Behoefte aan openbaar vervoer
Dat Zegwaart en Zoetermeer (met in 1930 respectievelijk 2654 en 1739 inwoners) behoefte hadden aan goed openbaar vervoer heeft de schrijver in de ‘Gids voor Zoetermeer en Zegwaart 1933’ als volgt verwoord: “Aan het Station Zoetermeer-Zegwaart van de spoorweg Den Haag-Gouda stoppen slechts 7 treinen per dag in iedere richting, dus 14 in totaal. Hoewel men hiervoor verbinding heeft met het gehele land, zoo verlangt men tegenwoordig toch een veelvuldiger communicatie met de groote steden in de nabijheid. Hierin wordt behoorlijk voorzien door autobussen. In de eerste plaats brengen de Citos Bussen de reiziger 9 maal daags in drie kwartier naar Den Haag. Voorts heeft de Citos 8 busverbindingen met Rotterdam, via Berkel, Bergschenhoek en 6 diensten op Leiden, via Benthuizen, Hazerswoude. Bovendien is er een autobusdienst via Pijnacker op Delft, zoodat van Zoetermeer-Zegwaart de steden Leiden, Den Haag, Delft, Rotterdam en Gouda gemakkelijk te bereiken zijn”. Einde van de busonderneming Van Bergen Henegouw Donkere wolken pakten zich samen. Op 9 november 1940 werd door de Commissie Vergunningen Personenvervoer bepaald dat Van Bergen Henegouw geen toestemming meer zou worden verleend om de busdienst naar Delft te onderhouden. Er was al besloten dat de N.V. Westlandsche Stoomtramweg Maatschappij (WSM) de dienst zou overnemen. Beide partijen werd opgedragen een regeling te treffen over de schadeloosstelling. In ieder geval moest in de overeenkomst worden vastgelegd dat Van Bergen Henegouw niet in beroep zou gaan. Hij stond min of meer met de rug tegen de muur.

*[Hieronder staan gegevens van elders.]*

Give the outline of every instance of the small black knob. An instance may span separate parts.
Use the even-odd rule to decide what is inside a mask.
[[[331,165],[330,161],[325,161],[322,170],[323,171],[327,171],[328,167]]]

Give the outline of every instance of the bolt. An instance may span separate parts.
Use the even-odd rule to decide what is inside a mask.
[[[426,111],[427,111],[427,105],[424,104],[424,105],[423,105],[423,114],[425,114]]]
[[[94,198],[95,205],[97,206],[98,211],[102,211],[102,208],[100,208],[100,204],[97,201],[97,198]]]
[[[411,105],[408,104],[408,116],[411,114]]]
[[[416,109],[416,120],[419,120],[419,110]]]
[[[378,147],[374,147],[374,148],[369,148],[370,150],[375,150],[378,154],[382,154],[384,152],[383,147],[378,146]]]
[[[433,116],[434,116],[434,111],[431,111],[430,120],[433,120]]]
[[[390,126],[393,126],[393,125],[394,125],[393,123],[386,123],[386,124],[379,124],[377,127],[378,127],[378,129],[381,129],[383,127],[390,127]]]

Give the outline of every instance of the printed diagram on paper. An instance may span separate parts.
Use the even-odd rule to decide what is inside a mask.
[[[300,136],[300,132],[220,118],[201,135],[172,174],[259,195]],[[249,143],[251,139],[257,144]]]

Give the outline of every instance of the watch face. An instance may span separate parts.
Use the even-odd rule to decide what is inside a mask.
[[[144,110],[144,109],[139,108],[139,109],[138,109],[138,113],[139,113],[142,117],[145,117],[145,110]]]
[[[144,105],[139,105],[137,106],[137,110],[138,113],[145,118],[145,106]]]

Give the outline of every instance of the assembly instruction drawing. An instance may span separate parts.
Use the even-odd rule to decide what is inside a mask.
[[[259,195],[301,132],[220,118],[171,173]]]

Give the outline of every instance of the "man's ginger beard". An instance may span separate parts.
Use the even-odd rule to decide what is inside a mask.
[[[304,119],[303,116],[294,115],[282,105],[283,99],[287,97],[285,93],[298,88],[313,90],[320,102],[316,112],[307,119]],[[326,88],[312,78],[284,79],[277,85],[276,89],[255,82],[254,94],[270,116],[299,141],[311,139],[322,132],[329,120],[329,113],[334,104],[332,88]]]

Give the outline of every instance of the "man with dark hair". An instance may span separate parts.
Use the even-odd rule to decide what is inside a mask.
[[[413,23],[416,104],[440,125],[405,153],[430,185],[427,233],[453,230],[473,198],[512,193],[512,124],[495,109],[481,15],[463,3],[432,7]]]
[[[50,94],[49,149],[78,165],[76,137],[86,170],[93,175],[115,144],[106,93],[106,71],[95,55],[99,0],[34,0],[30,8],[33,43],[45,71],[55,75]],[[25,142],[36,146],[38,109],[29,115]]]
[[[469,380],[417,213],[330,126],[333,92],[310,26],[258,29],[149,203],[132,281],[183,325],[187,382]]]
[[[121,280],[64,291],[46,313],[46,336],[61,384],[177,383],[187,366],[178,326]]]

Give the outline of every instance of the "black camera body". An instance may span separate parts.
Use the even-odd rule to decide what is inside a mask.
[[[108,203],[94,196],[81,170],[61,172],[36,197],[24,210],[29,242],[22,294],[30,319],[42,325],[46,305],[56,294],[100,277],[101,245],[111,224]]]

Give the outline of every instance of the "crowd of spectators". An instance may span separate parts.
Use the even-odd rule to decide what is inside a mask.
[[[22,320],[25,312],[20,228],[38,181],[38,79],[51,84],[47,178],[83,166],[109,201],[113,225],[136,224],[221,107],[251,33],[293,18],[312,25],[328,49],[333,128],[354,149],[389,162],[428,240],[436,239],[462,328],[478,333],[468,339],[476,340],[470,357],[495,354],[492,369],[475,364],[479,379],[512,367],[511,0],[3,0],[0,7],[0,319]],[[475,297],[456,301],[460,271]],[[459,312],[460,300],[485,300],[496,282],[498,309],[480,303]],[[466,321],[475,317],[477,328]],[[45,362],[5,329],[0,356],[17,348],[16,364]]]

Misschien als pleister op de wonde werd hem aangeboden om tegen een vastgesteld weekbedrag bij de WSM in dienst te treden en hij en zijn gezin mochten gratis reizen op de busdienst Zoetermeer-Delft. Het samenvoegen van de twee busdiensten paste wel in de filosofie om doelmatiger met materieel en personeel om te gaan, maar zal ook met concurrentie en het recht van de sterkste te maken hebben gehad. Bovendien was er in 1941 al schaarste aan brandstof en andere materialen zoals autobanden.
Garage Modern
Jan van Bergen Henegouw had nog Garage Modern, voor de verkoop en reparatie van motorfietsen. In de gids van 1933 adverteerde hij met D.K.W. motorrijwielen, waarvoor hij het agentschap bezat. De prijs voor deze motorrijwielen was in die tijd vanaf 295 gulden, desgewenst op gemakkelijke condities te betalen! In 1947 breidde Van Bergen Henegouw zijn bedrijf uit met taxiactiviteiten en in 1952 is de officiële omschrijving van het bedrijf: Motorrijwielbedrijf, Autobedrijf, Gemotoriseerd Rijwielbedrijf en reparatie-inrichting en Taxibedrijf. 5 Op 16 maart 1953 ging Van Bergen Henegouw verder met een compagnon, Jan van Dijk, geboren op 21 oktober 1926 in Den Haag. Deze was uit Nederlands- Indië teruggekomen, waar hij zijn militaire dienstplicht had vervuld en zocht werk in deze branche. Het bedrijf kreeg weer een nieuwe naam, namelijk ‘De Schinkel’. De omschrijving van de doelstelling: handel in auto’s en motorrijwielen en gemotoriseerde rijwielen annex garage- en reparatiebedrijf. Op dat moment woonde Van Bergen Henegouw nog aan de Schinkelweg 7 en Jan van Dijk in Den Haag. De samenwerking bracht niet wat zij er van verwachten, want de vennootschap werd ontbonden op 1 januari 1954. Van Bergen Henegouw stopte en keerde terug naar Delft. Inmiddels woonde Jan van Dijk boven het pand Schinkelweg 7. In de negentiger jaren is ook Jan gestopt en verhuisde hij naar Moerkapelle. In het pand waar alles was begonnen is nu Tweewielers Van Dijk gevestigd, handel in fietsen, bromfietsen en reparatie. Het wordt geleid door de volgende generatie Van Dijk.